L’AVIS DU « MONDE » – À VOIR
Une promesse résonne dans Les Tempêtes, le premier long-métrage de la Franco-Algérienne Dania Reymond-Boughenou, née à Alger en 1982, formée au Fresnoy – Studio national des arts contemporains, à Tourcoing (Nord). Un film peut-être bancal, mais indubitablement habité, participant surtout d’une certaine tendance actuelle des récits du Maghreb à déborder l’innommable (traumas actuels ou horreurs du passé) sur le flanc de la métaphore. Ainsi Les Tempêtes s’autorise-t-il une incursion dans le fantastique pour réveiller les fantômes de la décennie noire algérienne.
Or, jamais le mot « Algérie » ne sera prononcé, ni même le nom d’une ville qu’on pourrait pourtant associer à la capitale, et c’est de cette imprécision que le film part, évitant tout référent (il a d’ailleurs été tourné au Maroc avec un casting algérien). Nacer (Khaled Benaissa), journaliste dans un quotidien national, mène l’enquête sur un étrange phénomène, à savoir des tempêtes de poussière jaune qui frappent les campagnes au sud du pays. A son retour en ville, collègues et parents flairent en lui une sorte de silence suspect.
C’est que la première enquête en cachait une autre : la traque secrète d’un soldat repenti, ancien insurgé de la guerre civile, responsable de la mort de sa femme, une étudiante tuée d’une balle dans la tête. Mais alors que la tempête gagne la ville, Fajar (Camélia Jordana) réapparaît, s’installe chez lui, comme revenue d’un long voyage. Elle n’est pas la seule : plusieurs cas se manifestent de disparus revenus à la vie.

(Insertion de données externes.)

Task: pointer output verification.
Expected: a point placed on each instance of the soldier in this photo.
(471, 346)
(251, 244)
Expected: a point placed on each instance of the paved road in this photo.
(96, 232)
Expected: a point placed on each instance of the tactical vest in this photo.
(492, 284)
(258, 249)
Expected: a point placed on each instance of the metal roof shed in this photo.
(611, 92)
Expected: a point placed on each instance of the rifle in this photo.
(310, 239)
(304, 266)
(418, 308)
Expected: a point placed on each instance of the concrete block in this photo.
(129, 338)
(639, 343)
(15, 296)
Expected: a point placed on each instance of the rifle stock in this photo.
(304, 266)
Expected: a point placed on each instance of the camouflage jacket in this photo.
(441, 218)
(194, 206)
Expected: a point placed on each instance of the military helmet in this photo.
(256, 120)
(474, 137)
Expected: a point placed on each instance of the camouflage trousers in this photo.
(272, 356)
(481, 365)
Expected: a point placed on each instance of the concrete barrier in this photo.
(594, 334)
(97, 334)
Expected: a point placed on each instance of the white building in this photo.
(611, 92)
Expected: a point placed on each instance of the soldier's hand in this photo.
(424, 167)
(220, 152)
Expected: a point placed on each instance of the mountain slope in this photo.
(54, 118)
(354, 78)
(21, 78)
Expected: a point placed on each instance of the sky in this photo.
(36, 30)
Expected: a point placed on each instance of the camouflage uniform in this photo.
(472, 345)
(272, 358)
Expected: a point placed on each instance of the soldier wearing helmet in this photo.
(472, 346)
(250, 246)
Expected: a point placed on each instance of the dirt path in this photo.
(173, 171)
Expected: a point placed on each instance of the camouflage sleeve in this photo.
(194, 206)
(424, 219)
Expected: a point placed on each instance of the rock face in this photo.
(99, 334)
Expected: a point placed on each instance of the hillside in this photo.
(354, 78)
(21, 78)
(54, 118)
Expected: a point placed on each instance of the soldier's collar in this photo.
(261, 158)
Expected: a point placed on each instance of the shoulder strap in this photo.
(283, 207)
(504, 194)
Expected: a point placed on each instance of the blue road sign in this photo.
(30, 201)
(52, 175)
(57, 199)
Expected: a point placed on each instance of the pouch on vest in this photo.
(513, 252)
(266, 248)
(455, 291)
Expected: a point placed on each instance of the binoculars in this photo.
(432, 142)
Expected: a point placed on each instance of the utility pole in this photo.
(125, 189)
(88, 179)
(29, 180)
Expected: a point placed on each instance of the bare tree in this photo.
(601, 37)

Les Tempêtes repose sur une idée simple et belle : aux poussées du dérèglement climatique, correspond le retour graduel d’un refoulé collectif, une mémoire historique impossible à surmonter. Les colonnes de poussière ne soulèvent pas seulement les cendres du passé, elles viennent ensabler un présent atone qui semble incapable d’avancer. Si l’ensemble présente quelque fragilité, c’est surtout à l’endroit de l’écriture, par le recours à la forme de l’enquête journalistique, qui sert de prétexte trop évident à autre chose, et distille maladroitement son lot d’indices et de révélations différées, sans faire grand mystère de quoi que ce soit.
Une atmosphère déréglée
Beaucoup plus intéressante est la tentation du film d’ouvrir des plages de contemplation et de mélancolie, d’apposer sur les choses quotidiennes un filtre crépusculaire. Ainsi le film s’ouvre-t-il sur les images énigmatiques d’une mer aux reflets rouges, à la fois profonde et inquiétante. Les images de la ville elle-même sont prises entre chien et loup, dans des clairs-obscurs indiscernables, sous une pluie battante ou à travers des méandres menant, par exemple, à une boîte de nuit sauvage.